Advisers using the Old Mutual Wealth platform began to allocate toward equities in the final months of 2020 as vaccine hopes and the US election spurred markets skyward.
Data from Quilter, seen by FTAdviser, showed quarterly flows into global equities rose by 23 per cent in the three months to December, while UK and European stocks saw 13 and 10 per cent higher inflows respectively.
UK stocks saw a rise in inflows for the first time since Q1 2020, having been a lagging market since the coronavirus crisis began, while Q4 represented the second consecutive quarter of growth for European equities.
Advisers on the Quilter platform were less keen on Asian equities, however, as exposure to the Far East decreased by 8 per cent while Japan was down 2 per cent.
Quilter's Old Mutual Wealth platform is one of the largest adviser platforms in the market, with £57bn in assets, and used by more than 7,500 advice firms.
Andy Miller, investment specialist at Quilter, said: “Markets have not only recovered but started to soar in recent months.
“Some [...] unknowns like the US election and Brexit are now clearer, giving investors a better view of the horizon.
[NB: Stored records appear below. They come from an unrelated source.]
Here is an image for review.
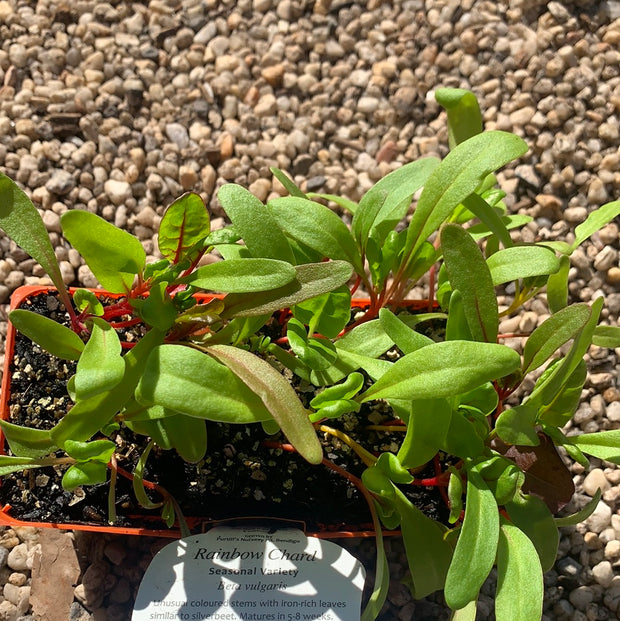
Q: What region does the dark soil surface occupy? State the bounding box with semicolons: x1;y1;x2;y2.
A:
0;294;447;531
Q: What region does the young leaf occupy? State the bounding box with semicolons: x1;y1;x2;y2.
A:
157;192;210;264
379;308;433;354
351;157;439;251
547;255;570;313
9;309;84;360
523;304;591;375
62;461;108;492
0;420;57;458
217;183;295;264
571;201;620;252
495;519;544;621
444;470;499;610
495;405;540;446
566;429;620;464
75;318;125;400
161;414;207;464
63;440;116;464
361;341;521;402
222;262;351;318
404;131;527;261
505;494;560;571
556;487;603;524
435;88;482;149
175;258;297;293
267;196;364;274
60;209;146;293
487;246;560;285
50;329;164;447
208;345;323;464
398;399;452;468
592;325;620;349
286;318;338;371
269;166;307;198
293;286;351;339
441;224;499;343
0;173;66;292
136;345;271;423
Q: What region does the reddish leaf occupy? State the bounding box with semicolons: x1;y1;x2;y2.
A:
491;433;575;513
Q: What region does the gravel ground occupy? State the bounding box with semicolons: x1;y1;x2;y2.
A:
0;0;620;621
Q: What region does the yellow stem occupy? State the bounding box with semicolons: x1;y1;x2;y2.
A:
317;425;377;468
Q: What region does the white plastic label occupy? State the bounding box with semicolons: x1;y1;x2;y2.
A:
132;527;365;621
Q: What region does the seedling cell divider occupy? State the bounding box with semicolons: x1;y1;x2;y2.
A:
0;285;429;539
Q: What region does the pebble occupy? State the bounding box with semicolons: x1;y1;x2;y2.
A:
0;0;620;621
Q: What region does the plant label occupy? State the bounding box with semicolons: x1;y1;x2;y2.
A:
132;527;365;621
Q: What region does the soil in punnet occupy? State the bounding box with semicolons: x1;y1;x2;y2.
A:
0;293;447;531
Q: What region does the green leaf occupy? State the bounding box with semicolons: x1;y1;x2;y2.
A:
487;246;560;285
0;173;66;291
527;297;604;408
132;441;164;510
571;201;620;252
566;429;620;465
404;131;527;261
463;194;514;248
495;405;540;446
495;520;544;621
547;255;570;313
435;88;482;149
130;282;178;332
75;318;125;400
351;157;439;251
208;345;323;464
222;259;351;318
0;455;53;477
362;341;520;402
63;440;116;465
441;224;499;343
592;325;620;349
136;345;271;423
0;420;57;458
157;192;210;264
62;461;108;492
379;308;433;354
217;183;295;264
450;599;478;621
286;317;338;371
444;470;499;610
50;329;164;447
175;258;297;293
60;209;146;293
267;196;364;274
293;286;351;339
554;488;603;528
398;399;452;468
523;304;591;375
9;309;84;360
506;494;560;571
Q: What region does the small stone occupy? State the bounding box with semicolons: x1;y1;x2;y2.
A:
103;179;132;205
45;170;75;196
7;543;30;571
592;561;614;589
179;165;198;190
586;500;611;533
166;123;189;149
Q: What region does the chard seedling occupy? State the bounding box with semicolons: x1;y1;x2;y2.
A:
0;89;620;621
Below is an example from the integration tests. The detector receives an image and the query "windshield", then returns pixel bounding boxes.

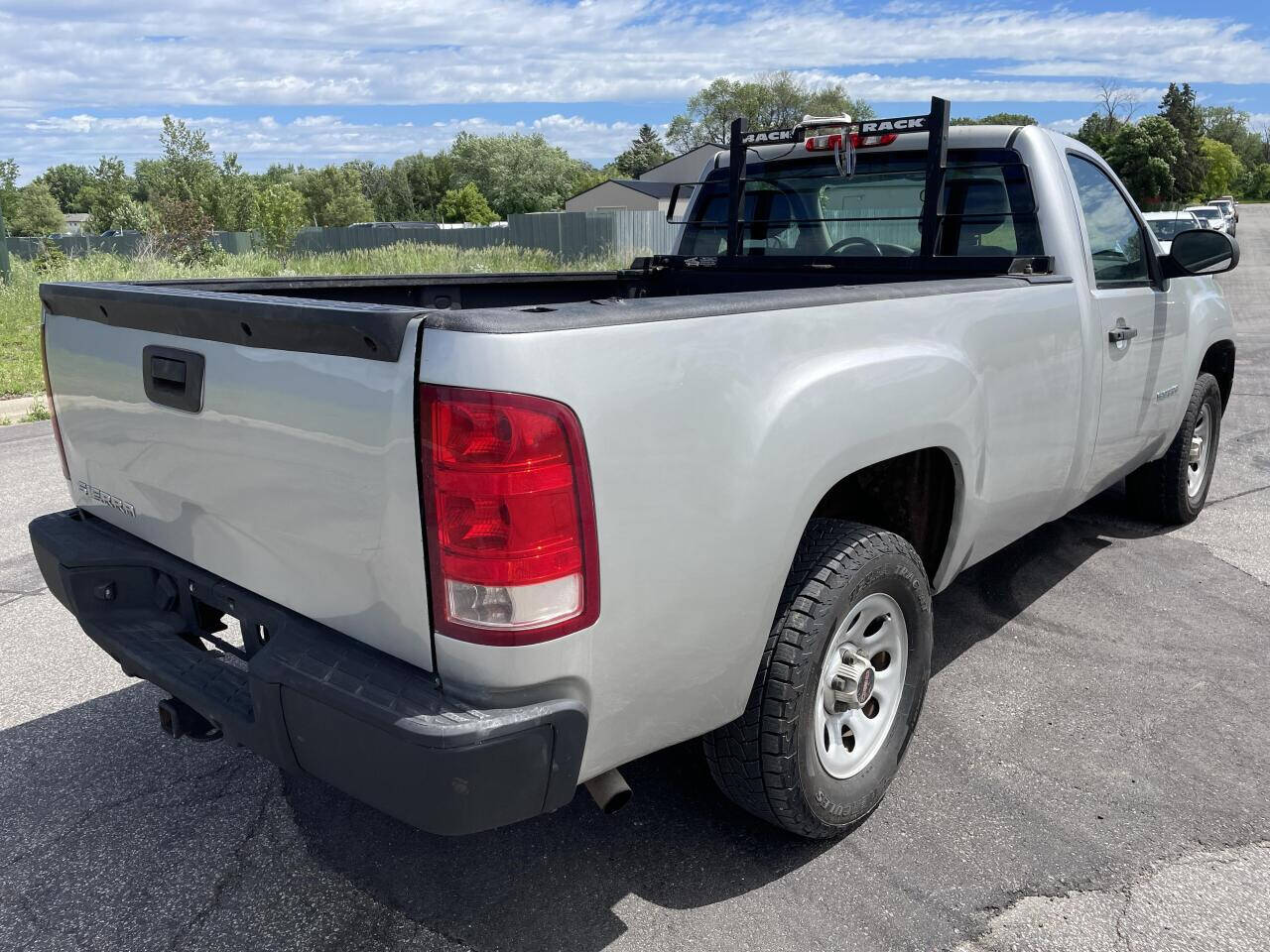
[1147,218,1195,241]
[681,149,1044,258]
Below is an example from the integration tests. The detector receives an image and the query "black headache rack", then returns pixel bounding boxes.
[660,96,1054,280]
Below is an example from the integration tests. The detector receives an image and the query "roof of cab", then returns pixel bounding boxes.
[713,126,1039,169]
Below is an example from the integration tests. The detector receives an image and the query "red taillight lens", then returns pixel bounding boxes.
[40,323,71,480]
[851,132,899,149]
[419,384,599,645]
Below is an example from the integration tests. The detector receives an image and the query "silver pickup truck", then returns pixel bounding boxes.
[31,101,1238,838]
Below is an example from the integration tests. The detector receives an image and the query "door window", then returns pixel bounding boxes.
[1067,155,1148,289]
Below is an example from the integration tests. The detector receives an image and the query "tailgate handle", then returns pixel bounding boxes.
[141,345,203,414]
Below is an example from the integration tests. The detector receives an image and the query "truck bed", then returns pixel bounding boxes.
[41,259,1070,361]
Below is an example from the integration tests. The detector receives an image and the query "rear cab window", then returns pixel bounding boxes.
[681,149,1044,258]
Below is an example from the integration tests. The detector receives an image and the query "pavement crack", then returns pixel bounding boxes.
[1206,484,1270,505]
[168,766,281,952]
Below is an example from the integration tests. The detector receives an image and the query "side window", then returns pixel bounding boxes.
[1067,155,1148,289]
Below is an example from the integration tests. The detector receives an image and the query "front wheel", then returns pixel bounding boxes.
[704,520,933,839]
[1125,373,1221,526]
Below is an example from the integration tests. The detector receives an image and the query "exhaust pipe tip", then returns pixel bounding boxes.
[583,767,631,816]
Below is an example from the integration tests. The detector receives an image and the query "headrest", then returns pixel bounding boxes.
[945,178,1010,240]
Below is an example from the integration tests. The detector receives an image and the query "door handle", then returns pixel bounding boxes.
[141,345,204,414]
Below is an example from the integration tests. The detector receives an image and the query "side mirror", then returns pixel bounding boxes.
[1161,228,1239,278]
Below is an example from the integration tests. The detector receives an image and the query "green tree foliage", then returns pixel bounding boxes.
[36,163,91,214]
[1199,139,1243,198]
[1160,82,1207,199]
[5,181,66,235]
[1203,105,1270,169]
[666,69,874,153]
[612,122,675,178]
[251,182,305,262]
[296,165,375,227]
[949,113,1036,126]
[80,155,137,231]
[149,115,220,217]
[437,181,498,225]
[393,150,458,221]
[132,159,163,202]
[1103,115,1183,204]
[1239,163,1270,199]
[210,153,255,231]
[442,132,585,218]
[0,159,20,227]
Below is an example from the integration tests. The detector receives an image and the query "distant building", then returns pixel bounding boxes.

This has allowed many advisers to begin adding risk back to portfolios and increasing exposure to equities to capture the rally.”
The most popular asset remained fixed interest, however, which saw net inflows of nearly 50 per cent over the quarter as advisers looked to maintain defensive qualities to client portfolios.
International fixed income rose by a similar margin, a clear indication advisers are not yet prepared to be fully “risk-on”.
Fixed income is seen as a relatively ‘safe haven’ asset, immune from the downturn equities could face if the so-called economic reality catches up with the market.
Mr Miller said the world was still living in “precarious times” and advisers were acutely aware that volatility was “never far from the door”, and have therefore set their clients' portfolios up accordingly.
He added: “With the costs of a third lockdown still uncalculated and the impact of the vaccine rollout yet to filter through, the economic outlook is still difficult to predict.”
The final phase of Quilter’s platform migration is set to occur on the final weekend of February, when the remaining 20 per cent of assets will be transferred across to its new technology.
It has faced delays, with the long-awaited switch originally set for summer 2020 not happening until the end of November after the advice giant put the process on hold as advisers battled to navigate the uncertainties of the coronavirus pandemic.